Geplante Zeitenwende in der Verbandslandschaft

  • Vergangene Woche fand der Bundeskongress des Interessenverbandes Deutscher Zeitarbeitsunternehmen e. V. (iGZ) statt. Der heißeste Punkt auf der Tagesordnung war die Abstimmung über die mögliche Gründung eines neuen Verbandes.
  • Die iGZ-Mitglieder waren sich einig und stimmten mit einer absoluten Mehrheit für die Verhandlungen mit dem Bundesarbeitgeberverband der Personaldienstleister (BAP).
  • Diesen Mittwoch folgt die Abstimmung des BAP – voraussichtlich mit einem ähnlich aussagekräftigen Ergebnis pro Verbandsgründung.
  • Welche Herausforderungen gilt es bei den anschließenden Verhandlungen zu meistern?
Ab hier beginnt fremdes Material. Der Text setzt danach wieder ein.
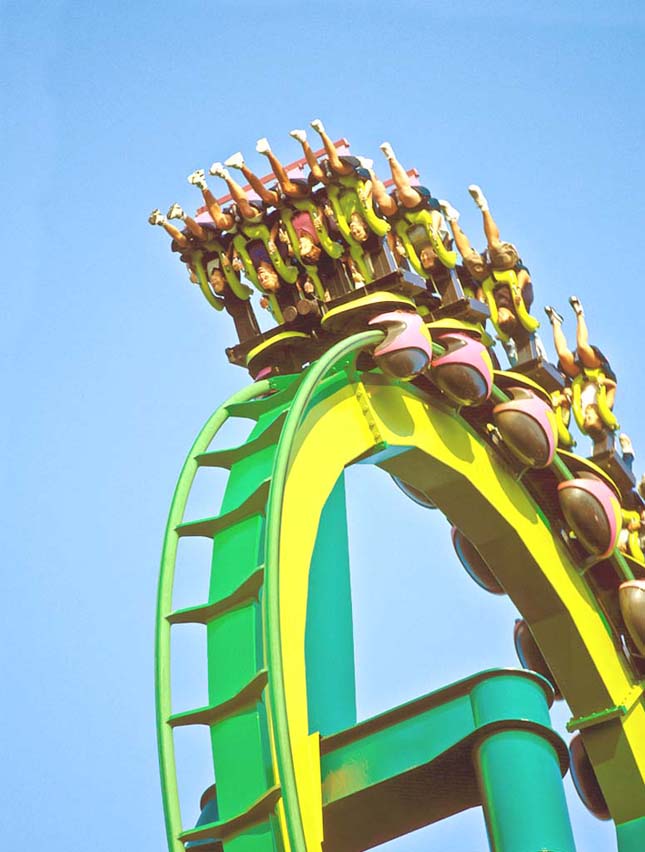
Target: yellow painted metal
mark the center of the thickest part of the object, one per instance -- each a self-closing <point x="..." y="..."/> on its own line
<point x="545" y="573"/>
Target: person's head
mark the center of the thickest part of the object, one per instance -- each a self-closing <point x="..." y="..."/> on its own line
<point x="268" y="277"/>
<point x="427" y="256"/>
<point x="216" y="278"/>
<point x="592" y="421"/>
<point x="503" y="256"/>
<point x="357" y="227"/>
<point x="506" y="320"/>
<point x="308" y="249"/>
<point x="476" y="264"/>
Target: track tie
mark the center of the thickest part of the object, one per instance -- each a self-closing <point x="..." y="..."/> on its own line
<point x="258" y="812"/>
<point x="204" y="613"/>
<point x="254" y="504"/>
<point x="227" y="458"/>
<point x="249" y="694"/>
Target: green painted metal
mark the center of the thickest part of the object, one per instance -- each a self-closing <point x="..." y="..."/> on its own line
<point x="423" y="753"/>
<point x="164" y="604"/>
<point x="242" y="625"/>
<point x="329" y="638"/>
<point x="304" y="395"/>
<point x="519" y="772"/>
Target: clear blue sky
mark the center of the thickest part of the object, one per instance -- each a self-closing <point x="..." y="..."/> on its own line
<point x="112" y="361"/>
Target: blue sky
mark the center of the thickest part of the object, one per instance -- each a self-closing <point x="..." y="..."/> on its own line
<point x="112" y="361"/>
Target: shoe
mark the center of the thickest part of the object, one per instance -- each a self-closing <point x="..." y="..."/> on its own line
<point x="576" y="304"/>
<point x="235" y="161"/>
<point x="218" y="170"/>
<point x="198" y="179"/>
<point x="478" y="197"/>
<point x="262" y="146"/>
<point x="387" y="150"/>
<point x="449" y="211"/>
<point x="553" y="315"/>
<point x="175" y="212"/>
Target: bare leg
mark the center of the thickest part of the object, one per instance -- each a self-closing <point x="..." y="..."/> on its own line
<point x="286" y="184"/>
<point x="490" y="226"/>
<point x="380" y="194"/>
<point x="310" y="157"/>
<point x="585" y="351"/>
<point x="408" y="195"/>
<point x="336" y="164"/>
<point x="248" y="210"/>
<point x="236" y="161"/>
<point x="566" y="356"/>
<point x="221" y="219"/>
<point x="157" y="218"/>
<point x="195" y="229"/>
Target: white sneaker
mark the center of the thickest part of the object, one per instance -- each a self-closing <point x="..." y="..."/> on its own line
<point x="449" y="211"/>
<point x="387" y="150"/>
<point x="175" y="212"/>
<point x="262" y="146"/>
<point x="478" y="197"/>
<point x="198" y="179"/>
<point x="235" y="161"/>
<point x="218" y="170"/>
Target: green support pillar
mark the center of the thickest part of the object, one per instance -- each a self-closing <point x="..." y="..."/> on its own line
<point x="519" y="769"/>
<point x="631" y="835"/>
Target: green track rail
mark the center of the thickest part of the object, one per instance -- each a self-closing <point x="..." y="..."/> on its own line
<point x="246" y="710"/>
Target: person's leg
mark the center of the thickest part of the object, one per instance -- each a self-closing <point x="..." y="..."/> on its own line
<point x="289" y="188"/>
<point x="585" y="351"/>
<point x="157" y="218"/>
<point x="565" y="355"/>
<point x="382" y="197"/>
<point x="310" y="157"/>
<point x="248" y="210"/>
<point x="408" y="195"/>
<point x="222" y="220"/>
<point x="336" y="164"/>
<point x="236" y="161"/>
<point x="461" y="240"/>
<point x="490" y="226"/>
<point x="176" y="212"/>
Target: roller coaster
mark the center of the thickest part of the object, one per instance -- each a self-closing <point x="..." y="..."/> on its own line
<point x="383" y="353"/>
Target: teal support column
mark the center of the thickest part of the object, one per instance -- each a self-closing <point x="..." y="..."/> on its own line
<point x="329" y="641"/>
<point x="631" y="835"/>
<point x="519" y="768"/>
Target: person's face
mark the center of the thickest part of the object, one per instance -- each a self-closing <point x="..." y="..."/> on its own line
<point x="357" y="228"/>
<point x="592" y="422"/>
<point x="506" y="320"/>
<point x="217" y="279"/>
<point x="308" y="249"/>
<point x="268" y="277"/>
<point x="427" y="257"/>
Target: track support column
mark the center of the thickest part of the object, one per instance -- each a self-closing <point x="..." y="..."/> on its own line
<point x="519" y="768"/>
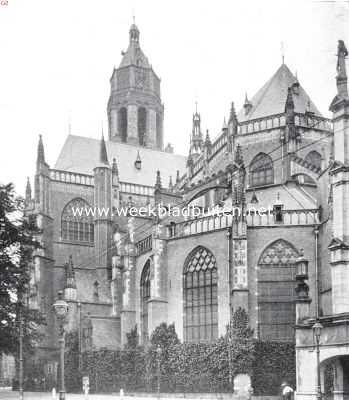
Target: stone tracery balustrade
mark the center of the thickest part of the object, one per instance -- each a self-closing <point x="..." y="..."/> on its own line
<point x="71" y="177"/>
<point x="136" y="189"/>
<point x="216" y="222"/>
<point x="144" y="245"/>
<point x="83" y="179"/>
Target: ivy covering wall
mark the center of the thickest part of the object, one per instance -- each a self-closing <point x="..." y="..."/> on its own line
<point x="186" y="367"/>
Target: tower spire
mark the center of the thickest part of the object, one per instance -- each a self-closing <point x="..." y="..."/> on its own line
<point x="232" y="116"/>
<point x="28" y="191"/>
<point x="103" y="157"/>
<point x="342" y="79"/>
<point x="41" y="153"/>
<point x="196" y="139"/>
<point x="158" y="180"/>
<point x="115" y="169"/>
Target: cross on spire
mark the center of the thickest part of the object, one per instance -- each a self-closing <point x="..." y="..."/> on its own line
<point x="283" y="52"/>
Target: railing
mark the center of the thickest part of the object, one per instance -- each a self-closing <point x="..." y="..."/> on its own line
<point x="144" y="245"/>
<point x="71" y="177"/>
<point x="219" y="143"/>
<point x="136" y="189"/>
<point x="279" y="120"/>
<point x="312" y="121"/>
<point x="275" y="121"/>
<point x="204" y="224"/>
<point x="253" y="219"/>
<point x="83" y="179"/>
<point x="283" y="217"/>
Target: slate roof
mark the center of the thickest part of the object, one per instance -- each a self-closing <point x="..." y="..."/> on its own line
<point x="81" y="154"/>
<point x="134" y="54"/>
<point x="271" y="98"/>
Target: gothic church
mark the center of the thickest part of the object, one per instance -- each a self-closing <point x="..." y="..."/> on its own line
<point x="118" y="272"/>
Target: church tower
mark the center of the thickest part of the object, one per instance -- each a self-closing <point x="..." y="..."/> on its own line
<point x="339" y="173"/>
<point x="196" y="138"/>
<point x="135" y="111"/>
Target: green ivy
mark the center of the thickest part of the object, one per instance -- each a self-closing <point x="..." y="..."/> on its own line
<point x="185" y="367"/>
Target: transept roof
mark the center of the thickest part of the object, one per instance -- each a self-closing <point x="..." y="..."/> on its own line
<point x="271" y="98"/>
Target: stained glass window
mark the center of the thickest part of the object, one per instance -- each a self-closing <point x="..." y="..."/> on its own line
<point x="76" y="225"/>
<point x="122" y="121"/>
<point x="314" y="158"/>
<point x="200" y="296"/>
<point x="142" y="125"/>
<point x="261" y="170"/>
<point x="276" y="292"/>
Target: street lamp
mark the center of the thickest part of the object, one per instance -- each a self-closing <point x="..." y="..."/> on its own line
<point x="60" y="308"/>
<point x="317" y="327"/>
<point x="158" y="353"/>
<point x="302" y="288"/>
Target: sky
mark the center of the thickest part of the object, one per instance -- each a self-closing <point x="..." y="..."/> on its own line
<point x="57" y="56"/>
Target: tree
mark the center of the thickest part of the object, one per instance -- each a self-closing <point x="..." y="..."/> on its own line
<point x="164" y="335"/>
<point x="240" y="344"/>
<point x="17" y="244"/>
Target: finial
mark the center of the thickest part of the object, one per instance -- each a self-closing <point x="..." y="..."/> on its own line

Dass BAP und iGZ gut zusammenarbeiten können, haben sie schon bei diversen Anlässen gezeigt. Dennoch konkurrieren beide Organisationen auch miteinander. Kann das gutgehen? Im arbeitsblog-Beitrag gibt iGZ-Hauptgeschäftsführer Werner Stolz seine Einschätzung ab.
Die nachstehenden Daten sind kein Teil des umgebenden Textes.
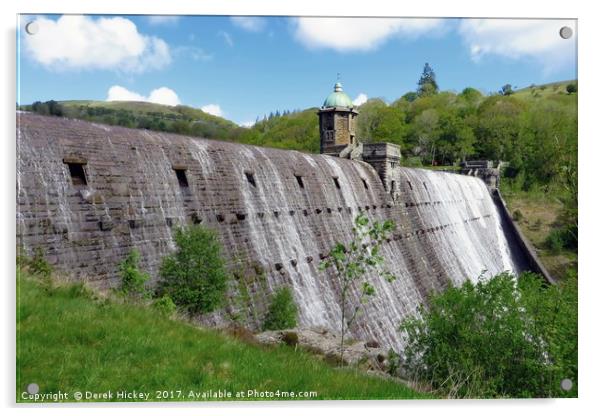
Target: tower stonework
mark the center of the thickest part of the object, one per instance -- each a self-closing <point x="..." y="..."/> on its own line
<point x="338" y="119"/>
<point x="337" y="122"/>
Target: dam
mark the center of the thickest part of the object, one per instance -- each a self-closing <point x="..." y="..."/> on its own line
<point x="87" y="194"/>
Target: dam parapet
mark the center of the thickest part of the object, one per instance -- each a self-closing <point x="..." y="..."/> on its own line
<point x="87" y="194"/>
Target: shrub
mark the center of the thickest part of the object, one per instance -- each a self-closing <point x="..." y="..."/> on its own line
<point x="496" y="338"/>
<point x="561" y="238"/>
<point x="571" y="88"/>
<point x="132" y="279"/>
<point x="195" y="275"/>
<point x="282" y="312"/>
<point x="165" y="305"/>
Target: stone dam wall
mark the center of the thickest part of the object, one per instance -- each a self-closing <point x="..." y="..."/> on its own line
<point x="88" y="193"/>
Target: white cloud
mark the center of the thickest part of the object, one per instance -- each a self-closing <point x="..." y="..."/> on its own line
<point x="192" y="52"/>
<point x="360" y="99"/>
<point x="80" y="42"/>
<point x="162" y="95"/>
<point x="247" y="124"/>
<point x="249" y="23"/>
<point x="213" y="109"/>
<point x="363" y="34"/>
<point x="519" y="38"/>
<point x="163" y="20"/>
<point x="227" y="37"/>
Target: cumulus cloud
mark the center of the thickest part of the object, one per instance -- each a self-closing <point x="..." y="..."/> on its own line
<point x="81" y="42"/>
<point x="213" y="109"/>
<point x="227" y="37"/>
<point x="520" y="38"/>
<point x="363" y="34"/>
<point x="360" y="99"/>
<point x="163" y="20"/>
<point x="249" y="23"/>
<point x="162" y="95"/>
<point x="247" y="124"/>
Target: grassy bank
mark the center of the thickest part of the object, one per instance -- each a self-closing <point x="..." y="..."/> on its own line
<point x="537" y="217"/>
<point x="69" y="339"/>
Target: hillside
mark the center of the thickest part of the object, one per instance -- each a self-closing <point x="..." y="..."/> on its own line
<point x="71" y="339"/>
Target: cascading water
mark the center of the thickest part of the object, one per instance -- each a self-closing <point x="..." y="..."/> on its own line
<point x="278" y="211"/>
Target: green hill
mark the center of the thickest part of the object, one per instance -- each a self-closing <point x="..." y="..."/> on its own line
<point x="70" y="339"/>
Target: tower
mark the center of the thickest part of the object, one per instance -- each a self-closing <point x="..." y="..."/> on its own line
<point x="337" y="122"/>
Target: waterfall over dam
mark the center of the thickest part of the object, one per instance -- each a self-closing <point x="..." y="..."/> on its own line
<point x="87" y="194"/>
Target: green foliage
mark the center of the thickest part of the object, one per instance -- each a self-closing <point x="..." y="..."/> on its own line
<point x="496" y="338"/>
<point x="506" y="90"/>
<point x="282" y="312"/>
<point x="427" y="84"/>
<point x="561" y="238"/>
<point x="194" y="276"/>
<point x="517" y="215"/>
<point x="132" y="278"/>
<point x="165" y="305"/>
<point x="352" y="262"/>
<point x="571" y="88"/>
<point x="75" y="343"/>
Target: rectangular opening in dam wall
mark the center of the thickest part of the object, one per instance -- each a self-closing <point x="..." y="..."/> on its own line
<point x="336" y="182"/>
<point x="182" y="179"/>
<point x="251" y="178"/>
<point x="78" y="175"/>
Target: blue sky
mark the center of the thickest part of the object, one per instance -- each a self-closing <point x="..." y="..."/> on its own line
<point x="242" y="68"/>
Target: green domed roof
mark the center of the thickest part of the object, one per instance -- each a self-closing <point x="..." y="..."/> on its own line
<point x="338" y="98"/>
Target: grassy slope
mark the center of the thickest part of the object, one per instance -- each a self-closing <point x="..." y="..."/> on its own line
<point x="69" y="340"/>
<point x="544" y="208"/>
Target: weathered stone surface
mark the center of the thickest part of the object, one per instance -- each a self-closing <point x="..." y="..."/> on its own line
<point x="448" y="226"/>
<point x="324" y="342"/>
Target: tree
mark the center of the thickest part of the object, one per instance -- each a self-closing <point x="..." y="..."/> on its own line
<point x="427" y="84"/>
<point x="194" y="276"/>
<point x="410" y="96"/>
<point x="352" y="262"/>
<point x="506" y="90"/>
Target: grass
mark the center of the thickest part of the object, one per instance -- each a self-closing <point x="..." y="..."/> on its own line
<point x="70" y="339"/>
<point x="539" y="215"/>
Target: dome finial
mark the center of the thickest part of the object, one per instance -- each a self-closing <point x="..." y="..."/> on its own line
<point x="338" y="87"/>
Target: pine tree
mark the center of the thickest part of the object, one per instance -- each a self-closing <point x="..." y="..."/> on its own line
<point x="427" y="85"/>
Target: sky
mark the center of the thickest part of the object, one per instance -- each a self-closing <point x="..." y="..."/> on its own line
<point x="241" y="68"/>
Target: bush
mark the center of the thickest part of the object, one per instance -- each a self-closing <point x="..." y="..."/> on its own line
<point x="517" y="215"/>
<point x="571" y="88"/>
<point x="165" y="305"/>
<point x="195" y="275"/>
<point x="132" y="279"/>
<point x="496" y="338"/>
<point x="282" y="312"/>
<point x="561" y="238"/>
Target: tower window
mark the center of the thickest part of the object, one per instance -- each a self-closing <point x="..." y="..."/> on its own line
<point x="182" y="179"/>
<point x="78" y="175"/>
<point x="251" y="178"/>
<point x="336" y="182"/>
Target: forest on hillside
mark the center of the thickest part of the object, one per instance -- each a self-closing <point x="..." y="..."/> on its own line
<point x="533" y="130"/>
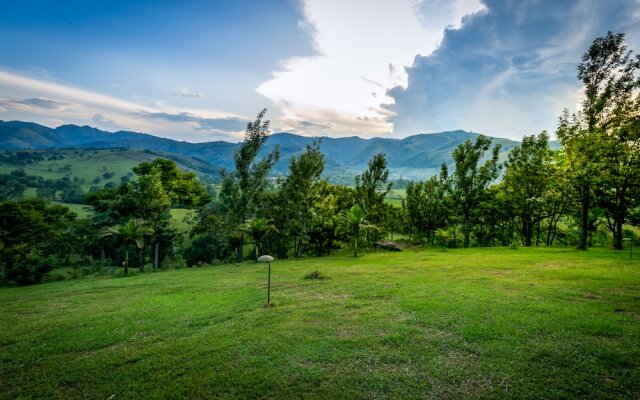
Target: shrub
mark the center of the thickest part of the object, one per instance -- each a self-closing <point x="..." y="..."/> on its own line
<point x="53" y="277"/>
<point x="31" y="270"/>
<point x="316" y="275"/>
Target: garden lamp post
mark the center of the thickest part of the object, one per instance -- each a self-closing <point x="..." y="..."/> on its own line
<point x="630" y="246"/>
<point x="268" y="260"/>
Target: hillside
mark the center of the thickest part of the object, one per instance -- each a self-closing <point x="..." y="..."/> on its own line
<point x="413" y="157"/>
<point x="488" y="323"/>
<point x="94" y="167"/>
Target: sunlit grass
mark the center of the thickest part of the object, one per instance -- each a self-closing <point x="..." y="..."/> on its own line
<point x="490" y="323"/>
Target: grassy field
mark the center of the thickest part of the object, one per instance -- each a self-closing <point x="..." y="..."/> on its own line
<point x="477" y="323"/>
<point x="86" y="164"/>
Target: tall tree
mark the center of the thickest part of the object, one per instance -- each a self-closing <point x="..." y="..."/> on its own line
<point x="128" y="235"/>
<point x="528" y="173"/>
<point x="601" y="141"/>
<point x="470" y="180"/>
<point x="371" y="189"/>
<point x="241" y="189"/>
<point x="354" y="223"/>
<point x="301" y="190"/>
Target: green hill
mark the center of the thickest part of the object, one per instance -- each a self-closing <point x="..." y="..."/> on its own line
<point x="414" y="157"/>
<point x="94" y="167"/>
<point x="477" y="323"/>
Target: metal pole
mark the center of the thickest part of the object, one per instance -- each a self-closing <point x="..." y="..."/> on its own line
<point x="269" y="286"/>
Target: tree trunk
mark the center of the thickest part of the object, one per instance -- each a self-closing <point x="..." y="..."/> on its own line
<point x="584" y="228"/>
<point x="126" y="262"/>
<point x="155" y="260"/>
<point x="617" y="236"/>
<point x="355" y="252"/>
<point x="466" y="230"/>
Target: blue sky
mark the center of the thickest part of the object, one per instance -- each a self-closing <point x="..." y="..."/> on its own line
<point x="198" y="70"/>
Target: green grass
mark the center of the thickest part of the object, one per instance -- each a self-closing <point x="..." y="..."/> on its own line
<point x="87" y="164"/>
<point x="477" y="323"/>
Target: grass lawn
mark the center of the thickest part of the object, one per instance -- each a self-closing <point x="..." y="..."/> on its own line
<point x="477" y="323"/>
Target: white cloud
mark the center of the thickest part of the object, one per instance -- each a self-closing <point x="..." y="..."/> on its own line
<point x="185" y="92"/>
<point x="363" y="47"/>
<point x="43" y="101"/>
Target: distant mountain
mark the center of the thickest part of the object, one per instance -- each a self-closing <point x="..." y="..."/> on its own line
<point x="413" y="157"/>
Obwohl die Zeitarbeitsbranche im Vergleich zu anderen Wirtschaftsbereichen kein Riesenfaktor ist, gab es in der AÜG-Geschichte eine auffällige Vielfalt von Verbänden bzw. Interessenvertretungen in Deutschland – beginnend 1969 mit dem Unternehmerverband für Zeitarbeit (UZA), gefolgt von der Gründung des Bundesverbandes Personalleasing (BPL) und der Fusion beider zum Bundesverband Zeitarbeit Dienstleistungen auf Zeit (BZA). Darüber hinaus bildeten sich kleinere Konkurrenzverbände wie die Interessengemeinschaft Nerdbayerischer Zeitarbeitsunternehmen (INZ) und die Schutzgemeinschaft Zeitarbeit (SGZ). Im März 1998 gründete sich die Interessengemeinschaft Deutscher Zeitarbeitsunternehmen (iGZ) anlässlich neuer Gefahrtarife in der VBG mit enormen Beitragssteigerungen in der Branche. Im März 2001 bekam ich als erster hauptamtlicher Hauptgeschäftsführer die Aufgabe, aus den etwa 200 mittelständischen Mitgliedunternehmen einen vollwertigen, schlagkräftigen Arbeitgeberverband zu entwickeln. Der BZA war über diese Konkurrenz-Absichten natürlich „not amused“.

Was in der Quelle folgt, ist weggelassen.